MRD negativity (10-5) rate was higher for DRd vs Rd in the ITT population (33 percent vs 7 percent; p<0.0001) as well as among first-time relapsed patients (32 percent vs 10 percent; p=0.000005). The improvement in MRD negativity associated with DRd vs Rd was sustained in patients with high or standard cytogenic risk (high risk: 29 percent vs 3 percent, p=0.0016; standard risk: 35 percent vs 9 percent, p<0.0001). Furthermore, MRD negativity was sustained for ≥6 months by 20 percent of DRd-treated patients vs only 2 percent of patients in the Rd arm; rates of sustained MRD negativity for ≥12 months were 16 percent vs 1 percent, respectively.
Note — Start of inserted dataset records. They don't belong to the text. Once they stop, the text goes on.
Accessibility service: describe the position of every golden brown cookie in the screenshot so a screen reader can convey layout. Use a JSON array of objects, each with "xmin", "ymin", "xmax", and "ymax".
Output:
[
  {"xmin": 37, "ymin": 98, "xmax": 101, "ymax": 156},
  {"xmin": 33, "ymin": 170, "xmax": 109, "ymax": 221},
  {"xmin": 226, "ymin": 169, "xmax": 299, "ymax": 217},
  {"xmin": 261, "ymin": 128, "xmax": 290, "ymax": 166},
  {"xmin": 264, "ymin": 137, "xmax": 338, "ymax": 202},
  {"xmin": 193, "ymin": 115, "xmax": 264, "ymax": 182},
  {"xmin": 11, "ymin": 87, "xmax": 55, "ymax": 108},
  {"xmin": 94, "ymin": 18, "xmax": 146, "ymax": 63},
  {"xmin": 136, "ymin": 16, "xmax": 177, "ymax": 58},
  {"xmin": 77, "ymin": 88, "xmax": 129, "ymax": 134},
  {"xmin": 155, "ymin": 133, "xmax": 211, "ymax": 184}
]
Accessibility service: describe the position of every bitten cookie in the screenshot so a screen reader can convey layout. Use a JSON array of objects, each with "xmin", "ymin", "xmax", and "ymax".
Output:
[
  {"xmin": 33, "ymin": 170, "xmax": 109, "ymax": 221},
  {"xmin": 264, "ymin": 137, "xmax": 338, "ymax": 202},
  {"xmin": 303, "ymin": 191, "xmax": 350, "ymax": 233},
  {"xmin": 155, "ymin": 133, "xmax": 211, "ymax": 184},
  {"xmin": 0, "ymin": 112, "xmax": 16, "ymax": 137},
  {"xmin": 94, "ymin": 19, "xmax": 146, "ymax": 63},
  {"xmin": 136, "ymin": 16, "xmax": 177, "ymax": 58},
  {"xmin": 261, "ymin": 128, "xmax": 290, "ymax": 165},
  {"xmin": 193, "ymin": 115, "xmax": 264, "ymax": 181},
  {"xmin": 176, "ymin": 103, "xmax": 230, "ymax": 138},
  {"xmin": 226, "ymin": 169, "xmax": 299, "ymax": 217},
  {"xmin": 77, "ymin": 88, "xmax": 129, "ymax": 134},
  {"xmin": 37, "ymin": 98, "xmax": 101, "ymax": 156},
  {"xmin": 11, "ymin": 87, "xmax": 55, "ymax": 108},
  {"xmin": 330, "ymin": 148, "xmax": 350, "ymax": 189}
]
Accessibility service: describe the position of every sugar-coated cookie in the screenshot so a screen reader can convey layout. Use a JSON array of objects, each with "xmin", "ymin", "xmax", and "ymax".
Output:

Time to next subsequent therapy was prolonged with DRd vs Rd (median, not reached vs 22.8 months; HR, 0.38; 95 percent CI, 0.30 to 0.48; p<0.0001). In addition, DRd prolonged PFS2 vs Rd by over 20 months (median, 53.3 vs 31.6 months; HR, 0.53; 95 percent CI, 0.42 to 0.66; p<0.0001).
Updated safety results
In the CASTOR trial, the most common grade 3/4 treatment-emergent adverse events (TEAEs) that occurred more frequently in the DVd vs Vd group were thrombocytopenia (46 percent vs 33 percent), neutropenia (14 percent vs 5 percent), lymphopenia (10 percent vs 3 percent), and hypertension (7 percent vs 1 percent). Despite these differences, the discontinuation rate due to TEAEs was similar for DVd and Vd (10 percent vs 9 percent).
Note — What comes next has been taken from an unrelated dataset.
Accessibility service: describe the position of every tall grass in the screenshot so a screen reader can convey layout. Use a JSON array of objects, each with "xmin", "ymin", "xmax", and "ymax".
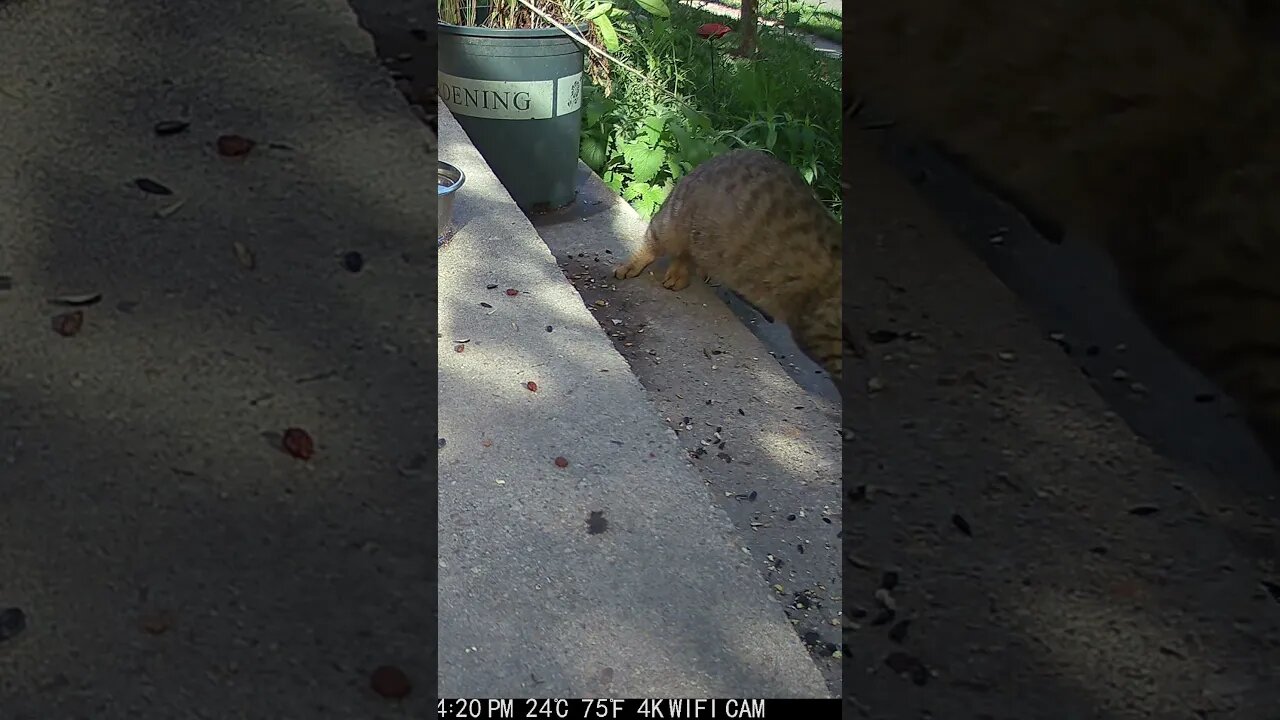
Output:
[{"xmin": 581, "ymin": 5, "xmax": 841, "ymax": 218}]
During the longer follow-up period, invasive secondary primary malignancies were reported in 6 percent of patients who received DVd vs 2 percent of those who received Vd. This was consistent with previously reported CASTOR results, while other phase III studies of daratumumab combination therapy reported balanced rates of secondary primary malignancies in both the daratumumab and control groups. [Weisel K, et al, ASH 2019, poster 3192; Mateos MV, et al, ASH 2018, abstract 3270; Bahlis N, et al, ASH 2018, abstract 1996]
The most common grade 3/4 TEAEs that were more prevalent with DRd vs Rd in the POLLUX trial were neutropenia (57 percent vs 42 percent), pneumonia (16 percent vs 10 percent), diarrhoea (10 percent vs 4 percent), and fatigue (7 percent vs 4 percent). As in the CASTOR trial, the rate of discontinuation due to TEAEs was not substantially affected by the addition of daratumumab to Rd (DRd vs Rd, 17 percent vs 15 percent).
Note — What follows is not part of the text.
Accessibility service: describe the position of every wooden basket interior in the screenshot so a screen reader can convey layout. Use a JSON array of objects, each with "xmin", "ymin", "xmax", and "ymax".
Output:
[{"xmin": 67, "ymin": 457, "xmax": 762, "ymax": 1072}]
Invasive secondary primary malignancies occurred in 6 percent of patients in both the DRd and Rd groups. [Kaufman JL, et al, ASH 2019, poster 1866]
The most recent data from the CASTOR and POLLUX trials, reported after more than 4 years of median follow-up, continued to demonstrate the significant efficacy benefits achieved by the addition of daratumumab to Vd or Rd, such as deeper (as reflected by higher ORRs) and more durable (as reflected by PFS and PFS2) responses and improved MRD negativity rates. Most prominent benefits were observed among patients who had received only one prior line of treatment. The benefit of adding daratumumab to Vd or Rd was evident in the high cytogenic risk groups and in patients with lenalidomide- and bortezomib-refractory disease as well as in the ITT population.